Apple Vows to End Bonded Labor in Its Supply Chain
Overseas factories' "bonded servitude" practice is ending—at least for Apple suppliers, the company announced in its 2015 Supplier Responsibility Progress Report.
The practice forced new employees to pay a fee of sometimes more than a month's salary just for being introduced to the factory through a third-party recruiter, according to BBC. Many employees were in debt, and some had their passports confiscated until they paid off the debt.
In 2014, Apple forced suppliers to reimburse $3.96 million in excess fees (aka more than a month's pay, according to BBC) to more than 4,500 foreign contract workers, according to Apple's report. Since Apple's program debuted, suppliers returned $20.96 million to 30,000 foreign contract workers.

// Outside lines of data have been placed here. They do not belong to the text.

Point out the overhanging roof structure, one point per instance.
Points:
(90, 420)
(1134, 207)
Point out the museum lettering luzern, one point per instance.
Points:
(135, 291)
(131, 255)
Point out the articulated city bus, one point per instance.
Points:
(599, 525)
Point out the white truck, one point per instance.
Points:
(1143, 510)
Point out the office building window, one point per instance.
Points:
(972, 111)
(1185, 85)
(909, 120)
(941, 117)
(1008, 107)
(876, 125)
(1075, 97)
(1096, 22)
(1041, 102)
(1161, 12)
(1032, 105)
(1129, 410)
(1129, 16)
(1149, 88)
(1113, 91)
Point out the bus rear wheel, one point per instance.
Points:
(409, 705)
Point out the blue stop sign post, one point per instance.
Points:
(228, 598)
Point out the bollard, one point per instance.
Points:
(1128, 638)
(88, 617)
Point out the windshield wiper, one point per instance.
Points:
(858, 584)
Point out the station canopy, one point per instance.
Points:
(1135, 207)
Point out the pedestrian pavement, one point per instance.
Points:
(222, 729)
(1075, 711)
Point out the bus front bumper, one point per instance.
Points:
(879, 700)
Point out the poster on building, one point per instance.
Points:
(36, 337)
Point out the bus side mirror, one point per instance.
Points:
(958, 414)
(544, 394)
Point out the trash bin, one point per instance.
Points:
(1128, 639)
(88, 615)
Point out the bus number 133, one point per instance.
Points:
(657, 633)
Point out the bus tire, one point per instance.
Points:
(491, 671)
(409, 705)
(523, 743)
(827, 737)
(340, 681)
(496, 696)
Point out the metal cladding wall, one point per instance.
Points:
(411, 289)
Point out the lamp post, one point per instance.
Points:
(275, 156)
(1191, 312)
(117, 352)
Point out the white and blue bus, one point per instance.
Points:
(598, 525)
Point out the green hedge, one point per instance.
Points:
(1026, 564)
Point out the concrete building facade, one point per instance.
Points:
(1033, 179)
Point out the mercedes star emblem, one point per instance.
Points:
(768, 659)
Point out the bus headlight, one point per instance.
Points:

In order to end this bonded labor, Apple informed suppliers in October that no worker employed on an Apple line could be charged recruitment fees starting in 2015. Those who violate it will be forced to pay back the money to its workers.
“That fee needs to be paid by the supplier, and Apple ultimately bears that fee when we pay the supplier and we’re OK doing that,” Jeff Williams, Apple senior vice president of operations, told BBC. “We just don’t want the worker to absorb that.”
Aside from ending bonded labor, Apple aims to halt child labor and exploitation of student workers. The company also boasted that it had reached 92 percent compliance for limiting workweeks to 60 hours. It requires one day of mandated rest and voluntary overtime as well.
China Labor Watch has been a constant critic of Apple. On Wednesday—the same day Apple released its report—the nonprofit labor-rights group criticized Apple for its low labor costs and poor conditions at two of its major Chinese manufacturer factories, Foxconn and Pegatron.
"You’ll also see that we consistently report suppliers’ violations of our standards," Williams said in the report. "People sometimes point to the discovery of problems as evidence that our process isn’t working. Nothing could be further from the truth. Every violation we unearthed in the 633 supplier audits we conducted last year offered an opportunity to make concrete changes for the better."